Joel tiene 11 años y vive, junto a su padre, en un pequeño y perdido pueblo de Suecia, donde siempre hace frío y donde sus días se parecen aburridamente unos a otros. Es por eso que Joel sueña con el mar, con las estrellas, y con vivir aventuras. No siempre entiende el mundo que le rodea, pero intenta adaptarse, aunque la mayor parte del tiempo acabe resignándose.

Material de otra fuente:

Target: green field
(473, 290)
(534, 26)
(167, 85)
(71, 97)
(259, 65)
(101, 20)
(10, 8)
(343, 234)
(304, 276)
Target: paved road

Me han encantado las relaciones que Joel va forjando con las personas de su entorno, muy especialmente la relación con su padre y con una de sus vecinas. Es enternecedor, sin dejar de ser realista, la manera en la que el protagonista se da cuenta de que está dejando de ser un niño, y de cómo quiere y a la vez no quiere dejar de serlo, porque no quiere permitirse dejar de soñar. Y me he visto arrastrada por esta sed de aventuras por la que todos pasamos en algún momento de nuestra infancia/adolescencia.
También se palpa la sensación de frío permanente y de cómo éste influye en el carácter de las personas y en el tipo de relaciones que tienen, me gusta cuando un libro logra transmitir este tipo de sensaciones.